Previously I was using PyTorch to split my dataset and train my classifier, but now I want to use Sci-Kit learn to train my SVM model. For that reason, I need to split my dataset into train and test set. Now, Sci-Kit learn uses this xtrain, xtest, ytrain, ytest = X, y, test_size=0.3, random_state=42)
to split. I am using this to split my data -
from google.colab import drive
drive.mount('/content/drive')
data = "/content/drive/My Drive/AMD_new"
train_data = datasets.ImageFolder(data+"/train", transform=transform_train)
test_data = datasets.ImageFolder(data+"/val", transform = transform_test)
#n_classes = test_data.shape[1]
n_classes = len(test_data.classes)
print(n_classes)
batch_size = 32
dataloader_train = torch.utils.data.DataLoader(train_data, batch_size, shuffle=True, num_workers=2)
dataloader_test = torch.utils.data.DataLoader(test_data, batch_size, num_workers=2)

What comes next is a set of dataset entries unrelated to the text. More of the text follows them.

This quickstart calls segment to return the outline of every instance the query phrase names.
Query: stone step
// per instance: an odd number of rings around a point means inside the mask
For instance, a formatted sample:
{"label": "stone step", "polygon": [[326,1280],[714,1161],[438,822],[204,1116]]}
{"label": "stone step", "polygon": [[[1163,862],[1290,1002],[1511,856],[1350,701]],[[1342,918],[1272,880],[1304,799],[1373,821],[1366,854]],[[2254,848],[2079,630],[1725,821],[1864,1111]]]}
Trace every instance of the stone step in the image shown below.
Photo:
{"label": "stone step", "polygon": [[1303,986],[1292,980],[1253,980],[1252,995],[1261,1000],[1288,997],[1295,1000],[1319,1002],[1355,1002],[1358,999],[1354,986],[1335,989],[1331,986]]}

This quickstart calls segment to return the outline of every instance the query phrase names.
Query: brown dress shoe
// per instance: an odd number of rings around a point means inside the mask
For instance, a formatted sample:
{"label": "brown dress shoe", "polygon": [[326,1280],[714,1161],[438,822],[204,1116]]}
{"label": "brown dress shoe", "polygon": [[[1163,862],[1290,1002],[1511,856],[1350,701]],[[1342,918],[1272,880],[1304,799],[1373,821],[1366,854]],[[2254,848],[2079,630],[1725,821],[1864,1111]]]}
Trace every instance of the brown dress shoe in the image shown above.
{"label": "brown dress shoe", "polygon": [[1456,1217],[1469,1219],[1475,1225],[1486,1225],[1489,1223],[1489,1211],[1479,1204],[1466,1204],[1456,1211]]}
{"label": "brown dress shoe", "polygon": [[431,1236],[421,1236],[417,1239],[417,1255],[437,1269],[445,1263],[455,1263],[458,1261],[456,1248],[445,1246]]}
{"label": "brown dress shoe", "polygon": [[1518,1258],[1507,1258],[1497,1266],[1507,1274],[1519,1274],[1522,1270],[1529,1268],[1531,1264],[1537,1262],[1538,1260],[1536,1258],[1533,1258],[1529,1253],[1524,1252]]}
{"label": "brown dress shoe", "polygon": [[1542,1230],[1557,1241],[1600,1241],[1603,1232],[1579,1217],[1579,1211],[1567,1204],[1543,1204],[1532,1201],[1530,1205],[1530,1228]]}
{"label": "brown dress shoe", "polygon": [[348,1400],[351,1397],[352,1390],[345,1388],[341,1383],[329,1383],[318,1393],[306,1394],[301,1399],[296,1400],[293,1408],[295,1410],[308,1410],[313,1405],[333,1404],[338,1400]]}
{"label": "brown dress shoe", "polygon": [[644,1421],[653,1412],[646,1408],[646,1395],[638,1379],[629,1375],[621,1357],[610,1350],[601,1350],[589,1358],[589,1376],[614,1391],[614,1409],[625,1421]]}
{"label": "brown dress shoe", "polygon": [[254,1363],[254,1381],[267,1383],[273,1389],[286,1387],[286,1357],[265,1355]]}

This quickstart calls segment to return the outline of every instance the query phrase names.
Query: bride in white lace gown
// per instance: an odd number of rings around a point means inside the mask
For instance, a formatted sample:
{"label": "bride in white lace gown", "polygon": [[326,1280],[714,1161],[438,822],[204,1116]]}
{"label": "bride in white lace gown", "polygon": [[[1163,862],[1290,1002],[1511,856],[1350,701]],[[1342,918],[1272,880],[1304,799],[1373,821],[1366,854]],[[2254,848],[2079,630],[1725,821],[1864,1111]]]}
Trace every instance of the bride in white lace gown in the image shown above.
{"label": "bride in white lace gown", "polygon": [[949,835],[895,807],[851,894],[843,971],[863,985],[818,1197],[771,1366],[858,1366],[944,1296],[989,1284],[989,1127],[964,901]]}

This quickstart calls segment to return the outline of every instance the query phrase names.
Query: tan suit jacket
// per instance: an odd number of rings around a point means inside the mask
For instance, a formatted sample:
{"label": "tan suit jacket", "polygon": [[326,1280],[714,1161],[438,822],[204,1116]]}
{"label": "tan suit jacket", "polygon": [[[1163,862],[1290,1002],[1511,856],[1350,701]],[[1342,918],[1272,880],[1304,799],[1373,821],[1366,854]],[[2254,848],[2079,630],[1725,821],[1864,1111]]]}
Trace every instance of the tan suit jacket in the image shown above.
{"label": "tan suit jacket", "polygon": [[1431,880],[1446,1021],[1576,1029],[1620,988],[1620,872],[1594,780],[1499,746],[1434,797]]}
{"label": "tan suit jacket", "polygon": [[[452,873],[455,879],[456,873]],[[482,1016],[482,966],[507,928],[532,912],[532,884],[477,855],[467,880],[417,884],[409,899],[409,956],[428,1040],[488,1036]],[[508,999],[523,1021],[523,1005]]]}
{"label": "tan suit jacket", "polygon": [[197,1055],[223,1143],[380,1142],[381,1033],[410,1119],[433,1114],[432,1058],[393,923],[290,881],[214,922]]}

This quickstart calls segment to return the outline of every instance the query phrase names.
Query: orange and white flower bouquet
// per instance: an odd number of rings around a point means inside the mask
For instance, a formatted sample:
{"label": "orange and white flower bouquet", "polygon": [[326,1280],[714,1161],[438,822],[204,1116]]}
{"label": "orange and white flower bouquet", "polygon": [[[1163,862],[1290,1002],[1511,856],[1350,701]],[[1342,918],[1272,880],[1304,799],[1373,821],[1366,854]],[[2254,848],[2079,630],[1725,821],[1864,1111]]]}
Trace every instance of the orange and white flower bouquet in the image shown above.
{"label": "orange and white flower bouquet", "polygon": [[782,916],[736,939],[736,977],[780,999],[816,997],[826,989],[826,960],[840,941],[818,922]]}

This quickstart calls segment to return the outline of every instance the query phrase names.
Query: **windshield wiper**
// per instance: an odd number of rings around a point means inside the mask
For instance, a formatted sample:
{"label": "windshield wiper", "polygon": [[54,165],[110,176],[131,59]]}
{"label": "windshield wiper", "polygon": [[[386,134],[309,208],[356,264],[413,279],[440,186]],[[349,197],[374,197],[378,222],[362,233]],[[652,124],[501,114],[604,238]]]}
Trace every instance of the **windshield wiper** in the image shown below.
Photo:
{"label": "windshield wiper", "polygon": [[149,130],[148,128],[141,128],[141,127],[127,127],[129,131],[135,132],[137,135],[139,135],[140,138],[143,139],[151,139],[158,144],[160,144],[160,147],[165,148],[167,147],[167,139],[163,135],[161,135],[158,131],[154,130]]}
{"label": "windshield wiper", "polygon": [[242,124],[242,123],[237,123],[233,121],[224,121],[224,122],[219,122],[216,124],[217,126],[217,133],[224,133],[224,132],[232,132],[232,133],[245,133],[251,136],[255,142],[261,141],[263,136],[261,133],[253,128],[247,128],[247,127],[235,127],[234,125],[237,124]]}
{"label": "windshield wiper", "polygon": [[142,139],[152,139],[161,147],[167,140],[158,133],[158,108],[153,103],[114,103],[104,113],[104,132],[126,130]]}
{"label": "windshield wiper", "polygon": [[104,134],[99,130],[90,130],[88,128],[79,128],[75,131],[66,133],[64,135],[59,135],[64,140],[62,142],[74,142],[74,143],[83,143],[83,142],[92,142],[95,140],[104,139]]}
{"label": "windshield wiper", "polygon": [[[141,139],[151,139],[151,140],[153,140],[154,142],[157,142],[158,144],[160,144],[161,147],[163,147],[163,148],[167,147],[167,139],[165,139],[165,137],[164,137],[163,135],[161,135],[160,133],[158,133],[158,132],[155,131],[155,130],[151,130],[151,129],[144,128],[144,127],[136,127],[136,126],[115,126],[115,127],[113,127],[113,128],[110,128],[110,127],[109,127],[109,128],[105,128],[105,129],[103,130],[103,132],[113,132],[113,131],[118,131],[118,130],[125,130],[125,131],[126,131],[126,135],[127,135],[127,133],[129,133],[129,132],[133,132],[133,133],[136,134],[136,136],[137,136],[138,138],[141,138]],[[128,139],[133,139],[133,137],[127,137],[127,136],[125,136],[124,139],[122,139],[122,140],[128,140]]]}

These are 4 folders, labeled, along with images, that are uploaded into Google Drive and I am doing it from Google colab. Can anyone please tell me that how can I split the data into xtrain, xtest and ytrain and so on. Should I connect xtest with my valid folder? and xtrain with my train folder? Then what about ytrain and ytest? I am confused a little bit. Please help me to solve this. Thanks.